I caught Leahy’s eye at the front of the room as I stood.
“If that’s all you need me for, folks, then I’ve done all I can do for you. I’m sure my son must be getting restless. If you have any more questions, you have my information.”
Leahy escorted us out. We picked up Eli and went downstairs. A black Lincoln Town Car was waiting for us, engine panting in the parking circle. Nimo was already in the passenger seat.
“Everything you heard today is top secret, Mr. Oz,” Leahy said as we stepped outside into cuttingly bright sunlight. “So, in the interests of national security, we trust you’ll be discreet.”
“Of course,” I said as we climbed into the back of the black car.

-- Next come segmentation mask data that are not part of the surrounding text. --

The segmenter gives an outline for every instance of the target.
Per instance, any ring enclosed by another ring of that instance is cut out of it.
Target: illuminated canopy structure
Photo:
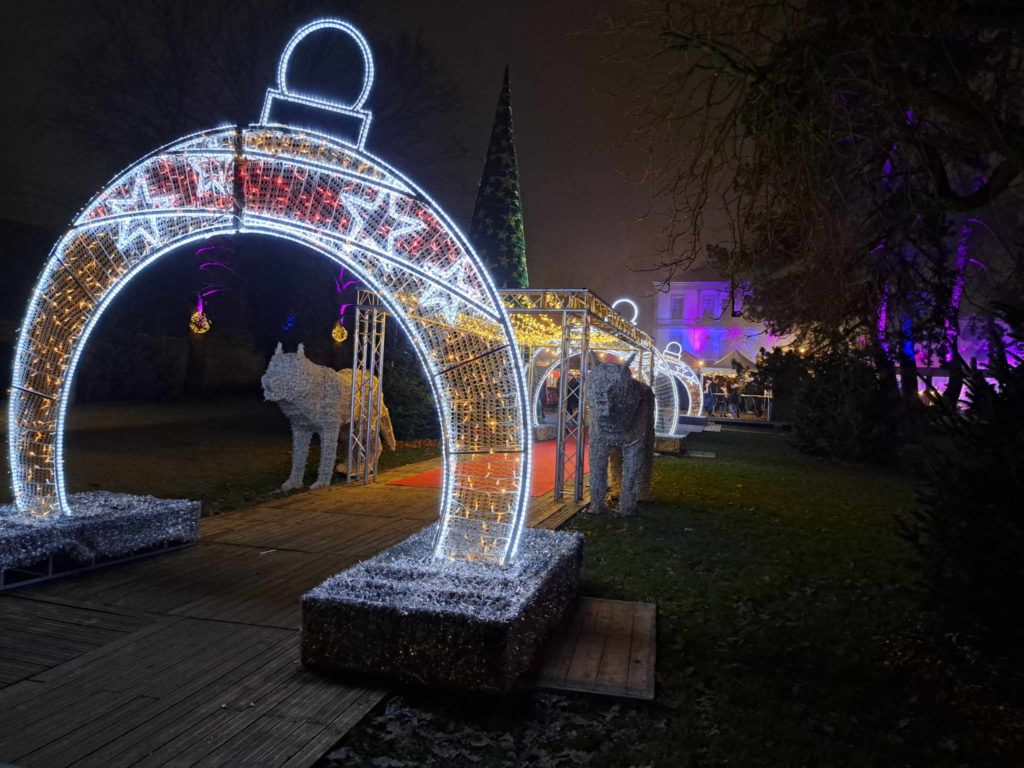
[[[288,88],[296,46],[324,29],[349,35],[363,53],[363,88],[352,104]],[[498,564],[514,557],[531,427],[513,329],[480,260],[444,212],[363,151],[372,79],[358,31],[335,20],[310,24],[285,49],[260,124],[168,144],[118,174],[75,218],[43,269],[17,343],[8,424],[19,511],[74,514],[64,424],[82,350],[118,292],[183,245],[259,233],[312,248],[355,273],[411,339],[441,419],[446,479],[435,556]],[[358,129],[339,140],[274,124],[280,104],[351,118]]]
[[[585,289],[512,289],[500,294],[526,363],[537,421],[542,420],[541,395],[545,387],[557,387],[556,499],[566,494],[576,501],[583,498],[584,456],[577,446],[584,438],[579,403],[586,386],[589,352],[623,359],[637,353],[634,376],[654,391],[655,432],[659,437],[678,437],[679,417],[701,414],[700,380],[682,360],[658,352],[654,340],[635,325],[638,309],[631,300],[625,301],[637,311],[627,319]],[[569,375],[562,375],[563,370]],[[685,407],[677,382],[689,398]]]

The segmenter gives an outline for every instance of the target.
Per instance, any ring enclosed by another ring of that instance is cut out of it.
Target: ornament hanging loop
[[[363,86],[351,104],[312,93],[301,93],[288,85],[288,65],[295,49],[308,35],[323,29],[337,30],[351,37],[363,56]],[[363,109],[370,96],[370,89],[373,88],[373,73],[370,44],[358,29],[341,19],[318,19],[310,22],[292,36],[281,54],[277,64],[277,88],[267,89],[260,123],[271,125],[298,122],[362,149],[370,132],[370,121],[373,119],[373,114]]]

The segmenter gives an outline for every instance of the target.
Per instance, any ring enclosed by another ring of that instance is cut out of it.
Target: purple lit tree
[[[627,59],[650,82],[637,115],[669,222],[654,266],[671,277],[708,255],[726,216],[714,261],[751,283],[748,313],[812,347],[866,344],[916,404],[919,362],[958,355],[980,254],[987,298],[1019,270],[1019,6],[640,7],[612,30],[624,56],[645,51]]]

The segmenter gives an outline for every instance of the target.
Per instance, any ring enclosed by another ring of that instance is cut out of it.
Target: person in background
[[[715,410],[714,379],[704,379],[704,413],[711,414]]]
[[[740,417],[740,388],[734,383],[729,385],[729,416],[733,419]]]

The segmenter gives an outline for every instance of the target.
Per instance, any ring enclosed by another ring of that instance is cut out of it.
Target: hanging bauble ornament
[[[202,310],[196,310],[188,321],[188,329],[195,334],[204,334],[210,330],[210,318]]]
[[[341,344],[345,339],[348,338],[348,331],[345,330],[345,326],[341,324],[341,320],[334,324],[331,328],[331,338],[338,344]]]

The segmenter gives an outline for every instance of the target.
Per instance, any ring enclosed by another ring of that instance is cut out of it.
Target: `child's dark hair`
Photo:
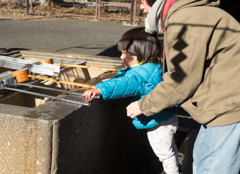
[[[142,0],[137,0],[138,3],[141,3]],[[147,4],[152,7],[156,0],[146,0]]]
[[[145,32],[145,28],[133,28],[125,32],[118,42],[118,50],[137,56],[138,62],[162,64],[162,47],[157,37]]]
[[[149,5],[149,6],[153,6],[153,4],[156,2],[156,0],[146,0],[147,1],[147,4]]]

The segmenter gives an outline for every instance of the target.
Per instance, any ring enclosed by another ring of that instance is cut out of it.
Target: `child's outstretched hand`
[[[111,79],[111,78],[108,78],[108,79],[103,79],[103,80],[102,80],[102,82],[105,82],[105,81],[107,81],[107,80],[110,80],[110,79]]]
[[[95,96],[101,96],[102,93],[99,89],[89,89],[83,93],[83,96],[86,98],[93,98]]]

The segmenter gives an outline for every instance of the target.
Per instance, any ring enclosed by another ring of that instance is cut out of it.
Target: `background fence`
[[[93,20],[128,21],[130,24],[144,21],[137,0],[87,1],[87,0],[13,0],[0,2],[0,10],[29,14],[60,15],[92,18]]]

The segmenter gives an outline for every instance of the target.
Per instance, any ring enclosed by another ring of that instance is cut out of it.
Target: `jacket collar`
[[[142,65],[143,62],[144,62],[144,61],[142,61],[142,62],[136,62],[135,64],[131,65],[131,66],[128,67],[128,68],[122,68],[122,69],[119,69],[119,71],[125,71],[125,70],[128,70],[129,68],[137,67],[137,66],[139,66],[139,65]],[[149,63],[149,62],[153,62],[153,57],[151,57],[151,58],[148,60],[147,63]],[[118,72],[119,72],[119,71],[118,71]]]
[[[168,14],[169,9],[172,7],[172,5],[178,0],[167,0],[163,9],[163,16],[162,19],[163,21],[165,21],[165,18]],[[162,30],[164,31],[165,27],[162,28]]]

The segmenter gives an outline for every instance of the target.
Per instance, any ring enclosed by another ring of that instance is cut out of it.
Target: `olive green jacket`
[[[240,24],[219,0],[179,0],[165,18],[164,81],[139,100],[144,115],[181,104],[197,122],[240,121]]]

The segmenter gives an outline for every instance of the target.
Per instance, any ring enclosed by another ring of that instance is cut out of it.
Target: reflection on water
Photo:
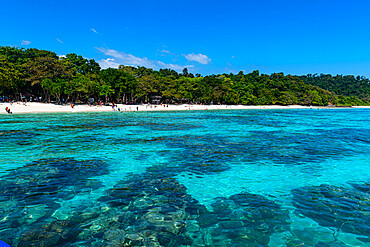
[[[12,246],[367,246],[367,109],[4,115]]]

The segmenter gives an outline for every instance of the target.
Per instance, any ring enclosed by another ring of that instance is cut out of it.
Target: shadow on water
[[[370,185],[353,184],[344,188],[328,184],[294,189],[293,204],[303,214],[338,233],[360,235],[357,239],[370,243]]]

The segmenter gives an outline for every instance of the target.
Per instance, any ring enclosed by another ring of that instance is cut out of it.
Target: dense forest
[[[364,84],[361,89],[359,84]],[[93,100],[147,103],[156,99],[163,103],[350,106],[369,104],[368,90],[367,79],[352,76],[298,77],[259,71],[194,76],[187,69],[178,73],[124,65],[101,69],[93,59],[74,53],[59,57],[51,51],[0,47],[3,100],[32,98],[62,104]]]
[[[299,76],[306,84],[318,86],[338,95],[356,96],[366,102],[370,102],[370,80],[353,75],[312,75]]]

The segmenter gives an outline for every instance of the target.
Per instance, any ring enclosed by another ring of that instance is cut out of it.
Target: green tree
[[[137,78],[136,97],[141,98],[144,102],[149,102],[151,96],[161,96],[159,77],[145,75]]]
[[[100,71],[100,65],[94,59],[86,59],[81,55],[75,53],[67,54],[64,61],[68,61],[70,68],[74,68],[75,73],[88,74],[88,73],[98,73]]]
[[[113,90],[116,100],[122,97],[122,101],[133,100],[137,87],[136,78],[121,69],[108,68],[99,73],[102,80]]]
[[[57,100],[57,103],[62,103],[61,96],[65,92],[66,81],[69,79],[55,78],[50,79],[46,78],[41,81],[42,88],[46,89],[51,96],[54,96]]]
[[[19,86],[21,73],[5,56],[0,55],[0,94],[13,94]]]
[[[50,87],[44,86],[50,85],[51,82],[64,82],[64,80],[71,77],[68,68],[57,58],[37,57],[29,60],[22,68],[27,75],[25,82],[28,85],[28,89],[36,92],[36,94],[41,94],[41,89],[43,89],[43,95],[47,102],[50,102]],[[41,84],[44,80],[46,82]],[[36,88],[36,90],[32,90],[31,87]]]

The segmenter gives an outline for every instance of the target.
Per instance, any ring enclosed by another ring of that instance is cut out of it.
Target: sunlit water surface
[[[369,246],[370,109],[0,115],[12,246]]]

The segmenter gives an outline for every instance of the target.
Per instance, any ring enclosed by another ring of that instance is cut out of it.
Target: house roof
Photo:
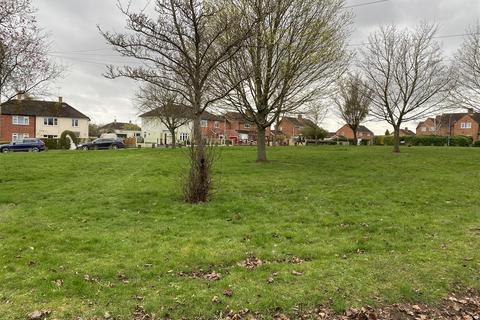
[[[139,126],[134,123],[127,123],[127,122],[117,122],[114,121],[112,123],[106,124],[98,128],[99,130],[126,130],[126,131],[141,131]]]
[[[403,135],[406,135],[406,136],[414,136],[415,132],[405,128],[405,129],[400,129],[400,134],[403,134]]]
[[[88,119],[89,117],[65,102],[39,100],[10,100],[0,105],[0,114],[34,117]]]
[[[459,121],[466,115],[470,115],[475,122],[480,124],[480,113],[468,113],[468,112],[463,112],[463,113],[444,113],[440,116],[435,117],[435,122],[437,123],[437,126],[440,126],[441,128],[448,128],[449,125],[453,125],[455,122]]]
[[[305,118],[295,118],[295,117],[283,117],[282,120],[287,120],[296,127],[312,127],[315,128],[317,125],[313,121]]]
[[[202,120],[211,120],[211,121],[223,121],[225,118],[223,116],[219,116],[208,111],[204,111],[202,113]]]
[[[227,120],[235,120],[235,121],[245,121],[242,114],[240,112],[227,112],[225,113],[225,117]]]
[[[186,117],[190,116],[192,108],[184,106],[184,105],[175,105],[174,107],[175,107],[175,113],[185,115]],[[178,108],[178,112],[177,112],[177,108]],[[164,106],[152,109],[150,111],[147,111],[147,112],[141,114],[140,118],[159,117],[162,114],[164,114],[164,112],[163,112],[164,109],[165,109]]]
[[[359,126],[358,129],[357,129],[357,132],[361,132],[361,133],[370,133],[370,134],[374,134],[370,129],[368,129],[367,127],[365,126]]]
[[[158,117],[162,114],[161,112],[162,107],[158,107],[156,109],[150,110],[145,112],[144,114],[140,115],[140,118],[148,118],[148,117]],[[178,106],[178,108],[182,108],[183,110],[179,110],[180,114],[185,114],[186,117],[189,117],[190,114],[193,114],[192,108],[188,106]],[[223,121],[223,117],[219,115],[215,115],[211,112],[204,111],[201,116],[201,120],[211,120],[211,121]]]

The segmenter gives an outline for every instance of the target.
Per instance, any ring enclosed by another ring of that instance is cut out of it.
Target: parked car
[[[45,143],[36,138],[23,138],[21,140],[12,141],[9,144],[0,144],[0,152],[40,152],[45,151]]]
[[[123,149],[125,144],[121,140],[113,138],[98,138],[92,142],[82,143],[77,146],[80,150]]]

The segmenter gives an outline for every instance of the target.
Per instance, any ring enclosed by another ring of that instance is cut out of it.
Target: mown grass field
[[[0,318],[128,319],[138,304],[157,317],[268,318],[480,289],[480,148],[254,157],[222,149],[215,196],[195,206],[180,195],[185,151],[1,155]],[[264,263],[247,269],[249,256]],[[179,275],[201,269],[221,279]]]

Half an hour later, the woodlands beginning to give way to the D.C. metropolitan area, I felt the tickling buzz of my phone again, vibrating in the inner lining of my suit jacket.
It was a message from Charles Groh. He sounded—well, upset.
“Oz, listen. HAC is here. My own dog went crazy today. My twelve-year-old son had to kill it.”
“What is it?” said Chloe as I shook my head.
I wanted to lie to her, but I couldn’t.
6:00 A.M.
TWO NAUTICAL MILES SOUTH OF GALVESTON, TEXAS
FROM THE REAR of Leda Lady Queen, his rust-caked twenty-two-foot fishing boat, Ronnie Pederson lights his fourth cigarette of the morning and squints as he stares out at the gently slapping surface of the Gulf of Mexico.
The coast of Texas—Galveston Island and, beyond it, the southern suburbs of Houston—is now just a flat brown line on the horizon to the north. To the south, the moisture in the air blurs the line between the sky and the sea. Somewhere in that blue-gray blur, the water bends out of sight over the surface of the earth. Although the radius of visibility at sea on a perfectly clear day is only twelve miles, for some reason you grasp the bigness of the world when you’re out on the open water, more than you ever can on land.